Today's economy depends on the secure flow of information within and across organizations and information security is an issue of vital importance. Information security ensures business continuity and minimizes business damage by preventing and reducing the impact of security incidents. However, information security efforts are certainly not as effective as one would have wished for. A commonly accepted reason for this is the insecure behaviour of people. This insecure behaviour is often due to a lack of knowledge, awareness, education and training. In order to address this, many organisations provide security education, training and awareness programs to their employees. However, these programs often do not achieve a persistent change towards secure behaviour. The various reasons that contribute to the failure of security education, training and awareness programs and cause the trend towards insecure behaviour are briefly discussed. It follows that changing the behaviour of people is an inherently difficult task that requires the consideration of many factors. Similarly, a tool that intends to address insecure behaviour needs to consider various technological elements that may contribute in its ability to influence behaviour.
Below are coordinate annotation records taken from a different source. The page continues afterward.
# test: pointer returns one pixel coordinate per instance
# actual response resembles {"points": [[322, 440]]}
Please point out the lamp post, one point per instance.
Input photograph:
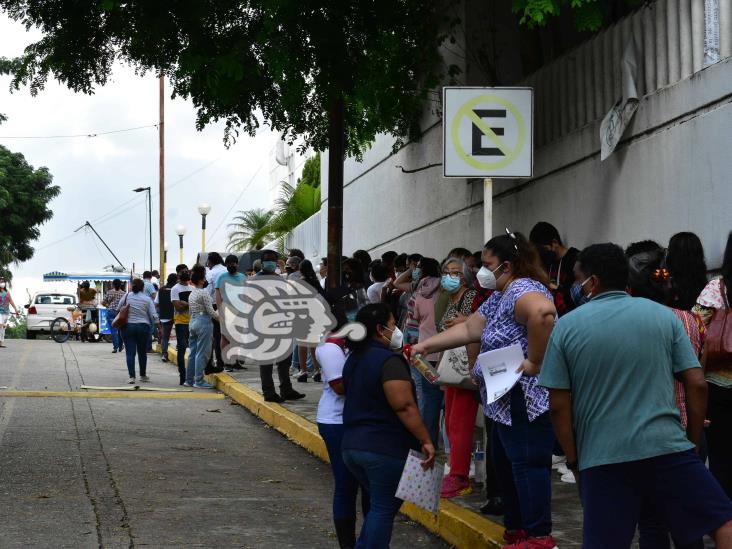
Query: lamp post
{"points": [[180, 230], [203, 209], [149, 215]]}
The aim of this paper is to propose the principles of a personal information security agent and explore a set of objectives and criteria that may contribute to its success in influencing and reminding individuals towards a more secure behaviour. The criteria stem from various domains such as persuasive technology and human computer interaction. Persuasive technology has been applied in various domains to shape, reinforce or change people's behaviour. We describe related work that has been done using persuasive technology, and build on it. The proposed criteria consists of functions such as "To motivate" and characteristics such as "Context sensitivity". To put the theory into practice, a prototype of a personal security agent has been developed that implements some of the criteria. Based on this, a discussion on the development and implementation of the prototype and its potential benefits has been included. The prototype was developed to test the proposed criteria in a practical experiment that will form part of future research.